When trying to reach an external service (via HTTP for example) it is recommended to specify a timeout. If the service your are trying to contact is not responding, you don’t want you connection to hang on forever.
When you make an HTTP request you can specify 3 values for timeout : connect, write and read.
Connect Timeout
This is the obvious one: you want the connection to timeout if it has not been established after X seconds. Meaning, in general, that you cannot contact the service.
Setting a low connect timeout, like 2 seconds, might be useful to prevent your application (worker, job, etc.) to remain “blocked” for a long time, as the server probably has a problem.
Write Timeout
The write timeout it is the maximum time you allow to write (send) the request data to the service. If you have a very short request body, it will probably be sent in a matter of milliseconds to the server.
However, if you POST
a very large file to an API, it might take severall seconds on a 3G network.
Adapt the timeout value to your application usage. When we make requests with a very small JSON body like { key: "some-value" }
we set a short write timeout to prevent our worker to hang for a long time.
Read Timeout
This is the most useful and easy to estimate timeout of all: the time you wait for the response. It might be quick to connect to a web server, very quick to send you request, but long for it to return a web page or complex data.
Adapting timeout to your usage
We regularly checks email addresses validity / quality using synchronous API. When we request the information, the connection remains open while the service checks domain name, email servers, and gathers many other pieces of data.

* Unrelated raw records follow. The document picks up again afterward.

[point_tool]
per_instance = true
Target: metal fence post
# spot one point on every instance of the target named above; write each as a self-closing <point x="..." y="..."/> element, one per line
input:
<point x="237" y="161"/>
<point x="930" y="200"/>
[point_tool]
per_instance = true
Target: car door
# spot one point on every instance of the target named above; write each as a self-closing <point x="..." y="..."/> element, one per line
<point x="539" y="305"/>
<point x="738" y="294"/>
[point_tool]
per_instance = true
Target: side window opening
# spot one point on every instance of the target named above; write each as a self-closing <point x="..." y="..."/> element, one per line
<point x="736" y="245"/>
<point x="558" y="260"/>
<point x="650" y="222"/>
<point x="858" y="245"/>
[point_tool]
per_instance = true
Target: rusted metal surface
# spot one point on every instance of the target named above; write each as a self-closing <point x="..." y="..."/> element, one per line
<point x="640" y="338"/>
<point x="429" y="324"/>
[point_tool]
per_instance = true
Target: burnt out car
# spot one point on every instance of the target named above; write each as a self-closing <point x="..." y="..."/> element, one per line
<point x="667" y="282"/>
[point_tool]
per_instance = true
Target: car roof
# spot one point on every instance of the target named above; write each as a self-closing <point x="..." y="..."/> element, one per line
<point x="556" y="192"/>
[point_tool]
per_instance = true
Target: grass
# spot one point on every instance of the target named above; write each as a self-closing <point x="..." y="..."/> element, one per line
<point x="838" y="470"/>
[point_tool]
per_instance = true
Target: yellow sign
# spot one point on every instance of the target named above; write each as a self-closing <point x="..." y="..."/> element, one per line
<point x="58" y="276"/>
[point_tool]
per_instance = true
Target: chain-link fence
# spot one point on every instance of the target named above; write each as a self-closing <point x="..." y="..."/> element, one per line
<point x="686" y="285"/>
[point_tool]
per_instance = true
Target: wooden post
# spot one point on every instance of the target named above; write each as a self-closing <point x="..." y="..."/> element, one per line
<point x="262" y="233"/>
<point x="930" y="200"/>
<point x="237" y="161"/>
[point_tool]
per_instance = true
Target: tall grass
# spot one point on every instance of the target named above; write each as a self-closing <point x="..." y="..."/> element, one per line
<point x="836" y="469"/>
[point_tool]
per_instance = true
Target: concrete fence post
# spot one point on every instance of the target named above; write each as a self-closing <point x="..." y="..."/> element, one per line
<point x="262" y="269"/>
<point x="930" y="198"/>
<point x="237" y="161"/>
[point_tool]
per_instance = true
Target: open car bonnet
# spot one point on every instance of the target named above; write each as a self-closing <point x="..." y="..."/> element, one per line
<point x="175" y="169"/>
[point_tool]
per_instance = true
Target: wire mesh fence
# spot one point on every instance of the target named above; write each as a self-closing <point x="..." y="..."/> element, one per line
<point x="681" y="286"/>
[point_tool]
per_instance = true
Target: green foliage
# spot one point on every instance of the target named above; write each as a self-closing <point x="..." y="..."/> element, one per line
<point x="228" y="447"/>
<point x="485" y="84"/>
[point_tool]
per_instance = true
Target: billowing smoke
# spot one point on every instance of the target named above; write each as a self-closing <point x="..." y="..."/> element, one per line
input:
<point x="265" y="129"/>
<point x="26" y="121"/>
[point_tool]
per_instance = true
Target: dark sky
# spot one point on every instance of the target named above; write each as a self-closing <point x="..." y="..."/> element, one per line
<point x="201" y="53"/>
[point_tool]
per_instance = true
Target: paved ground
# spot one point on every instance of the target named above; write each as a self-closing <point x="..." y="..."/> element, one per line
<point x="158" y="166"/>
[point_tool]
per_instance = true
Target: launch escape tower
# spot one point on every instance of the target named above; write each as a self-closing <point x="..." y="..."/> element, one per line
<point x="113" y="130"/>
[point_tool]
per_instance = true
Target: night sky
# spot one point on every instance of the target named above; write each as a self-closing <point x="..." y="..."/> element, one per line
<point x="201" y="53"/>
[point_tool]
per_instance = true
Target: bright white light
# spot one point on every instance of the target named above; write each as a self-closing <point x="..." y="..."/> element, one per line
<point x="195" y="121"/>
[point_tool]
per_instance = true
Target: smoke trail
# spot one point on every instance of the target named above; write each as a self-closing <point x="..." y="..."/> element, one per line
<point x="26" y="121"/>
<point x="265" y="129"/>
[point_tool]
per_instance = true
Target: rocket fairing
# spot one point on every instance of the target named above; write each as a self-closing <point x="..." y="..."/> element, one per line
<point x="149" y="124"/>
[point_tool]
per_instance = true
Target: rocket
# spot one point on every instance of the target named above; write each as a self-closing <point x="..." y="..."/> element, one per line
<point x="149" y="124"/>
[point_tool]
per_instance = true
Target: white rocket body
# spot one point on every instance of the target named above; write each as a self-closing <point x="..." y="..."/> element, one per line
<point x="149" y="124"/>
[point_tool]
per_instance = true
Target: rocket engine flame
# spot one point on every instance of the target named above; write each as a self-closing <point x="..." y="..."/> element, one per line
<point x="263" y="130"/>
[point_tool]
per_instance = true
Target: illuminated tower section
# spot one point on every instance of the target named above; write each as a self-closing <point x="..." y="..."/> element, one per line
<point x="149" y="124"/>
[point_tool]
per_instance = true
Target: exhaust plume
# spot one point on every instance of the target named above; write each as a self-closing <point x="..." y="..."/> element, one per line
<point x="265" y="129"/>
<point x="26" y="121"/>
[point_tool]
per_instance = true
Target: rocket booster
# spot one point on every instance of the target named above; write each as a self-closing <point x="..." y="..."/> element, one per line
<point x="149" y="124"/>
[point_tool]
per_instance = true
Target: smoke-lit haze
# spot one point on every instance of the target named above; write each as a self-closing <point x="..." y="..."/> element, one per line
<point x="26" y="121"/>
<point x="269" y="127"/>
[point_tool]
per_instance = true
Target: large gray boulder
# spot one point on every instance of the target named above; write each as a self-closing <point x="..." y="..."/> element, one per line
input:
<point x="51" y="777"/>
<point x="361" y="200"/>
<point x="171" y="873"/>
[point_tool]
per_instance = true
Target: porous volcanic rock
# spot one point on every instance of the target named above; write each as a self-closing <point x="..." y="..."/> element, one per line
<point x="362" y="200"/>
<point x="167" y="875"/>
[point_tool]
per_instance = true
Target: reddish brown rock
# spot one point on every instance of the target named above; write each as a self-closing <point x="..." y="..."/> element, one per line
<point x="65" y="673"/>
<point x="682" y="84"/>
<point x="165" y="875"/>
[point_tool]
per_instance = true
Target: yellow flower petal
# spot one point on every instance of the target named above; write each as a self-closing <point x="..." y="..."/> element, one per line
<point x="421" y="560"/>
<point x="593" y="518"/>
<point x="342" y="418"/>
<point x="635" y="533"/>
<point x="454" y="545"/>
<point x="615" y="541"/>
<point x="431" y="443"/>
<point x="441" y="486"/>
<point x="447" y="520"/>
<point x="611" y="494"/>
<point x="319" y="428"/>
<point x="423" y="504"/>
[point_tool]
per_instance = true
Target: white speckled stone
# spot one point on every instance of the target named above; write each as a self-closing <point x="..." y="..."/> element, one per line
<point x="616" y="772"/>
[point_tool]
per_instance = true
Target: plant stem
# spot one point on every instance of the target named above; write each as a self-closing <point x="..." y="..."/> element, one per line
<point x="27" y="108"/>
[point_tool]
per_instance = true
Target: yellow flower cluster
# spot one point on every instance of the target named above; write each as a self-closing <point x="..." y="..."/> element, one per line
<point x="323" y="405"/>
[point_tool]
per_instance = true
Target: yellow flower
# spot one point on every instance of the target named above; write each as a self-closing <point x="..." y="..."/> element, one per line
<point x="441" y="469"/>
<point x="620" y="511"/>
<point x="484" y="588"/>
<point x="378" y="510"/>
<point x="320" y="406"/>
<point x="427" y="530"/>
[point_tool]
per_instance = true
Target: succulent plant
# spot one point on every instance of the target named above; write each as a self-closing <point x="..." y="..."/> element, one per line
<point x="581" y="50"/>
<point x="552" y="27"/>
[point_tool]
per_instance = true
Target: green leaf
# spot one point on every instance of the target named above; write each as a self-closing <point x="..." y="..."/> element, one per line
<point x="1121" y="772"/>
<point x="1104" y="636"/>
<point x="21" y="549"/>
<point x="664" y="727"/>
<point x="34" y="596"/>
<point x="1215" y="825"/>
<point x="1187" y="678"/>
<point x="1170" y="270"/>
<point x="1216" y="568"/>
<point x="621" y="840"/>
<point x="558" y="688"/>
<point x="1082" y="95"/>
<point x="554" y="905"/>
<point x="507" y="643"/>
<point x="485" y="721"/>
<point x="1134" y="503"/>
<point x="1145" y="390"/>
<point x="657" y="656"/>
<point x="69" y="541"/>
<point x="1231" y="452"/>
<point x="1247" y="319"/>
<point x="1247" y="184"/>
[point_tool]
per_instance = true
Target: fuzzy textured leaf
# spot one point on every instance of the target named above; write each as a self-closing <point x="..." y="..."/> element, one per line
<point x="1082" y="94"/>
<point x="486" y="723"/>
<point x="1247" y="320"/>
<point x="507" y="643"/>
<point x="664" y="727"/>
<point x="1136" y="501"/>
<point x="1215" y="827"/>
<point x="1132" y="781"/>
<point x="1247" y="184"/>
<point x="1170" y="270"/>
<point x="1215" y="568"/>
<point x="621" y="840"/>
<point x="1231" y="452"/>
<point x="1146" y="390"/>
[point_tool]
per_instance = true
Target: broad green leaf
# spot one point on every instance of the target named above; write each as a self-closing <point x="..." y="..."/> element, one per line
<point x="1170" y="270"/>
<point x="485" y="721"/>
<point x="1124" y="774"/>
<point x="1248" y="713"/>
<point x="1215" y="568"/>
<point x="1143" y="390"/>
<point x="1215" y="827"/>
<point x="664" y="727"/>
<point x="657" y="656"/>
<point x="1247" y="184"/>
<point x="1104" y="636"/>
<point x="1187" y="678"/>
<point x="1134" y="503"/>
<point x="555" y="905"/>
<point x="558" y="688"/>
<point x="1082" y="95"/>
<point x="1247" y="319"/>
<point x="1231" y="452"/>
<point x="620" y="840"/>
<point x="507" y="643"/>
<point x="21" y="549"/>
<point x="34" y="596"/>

We use a 60s read timeout because we know from experience that it take a very long time. Because our app runs this request asynchronously, we can wait for 60s.
For a more time critical operation, like doing a fraud pre-check on an e-commerce website, we cannot use a 30s timeout. If the API is down, the customer trying to pay for his order won’t wait for 30s. We need to respond quickly, probably skip the pre-check and move to the payment.
By experience (again) we know how the service behaves 99% of the time : we connect and write to the API in less than a second, and it responds in less than 2 seconds.
Timeout with Ruby 2.6
There’s a great blog post by BigBinary that explains write_timeout
attribute added to Net::HTTP
with Ruby 2.6.
However, we encourage you to experiment with the HTTP gem which we’ve used in production for many years.
HTTP gem : timeouts, the easy way
With this gem, we can set precise timeouts like 1s connect, 1s write and 2s read :
HTTP.timeout(connect: 1, write: 1, read: 2).get("https://api.io")
We could also do a simpler 2s global timeout :
HTTP.timeout(2).get("https://api.io")
There are many other reasons why we use it for most of our projects:
- It is simple to use and configure (especially if you’ve headaches with the unintuitive
Net::HTTP
syntax for POST requests) - It is faster, very reliable, and consumes a lot less memory (especially when streaming responses)
- It comes with a great documentation
- It is easy to stub in tests as Webmock and VCR support it
- It can log requests and responses using any Ruby logger, which comes in handy in developpment or production
You can dig into the this gem’s greatness in Janko Marohnić’s amazing post.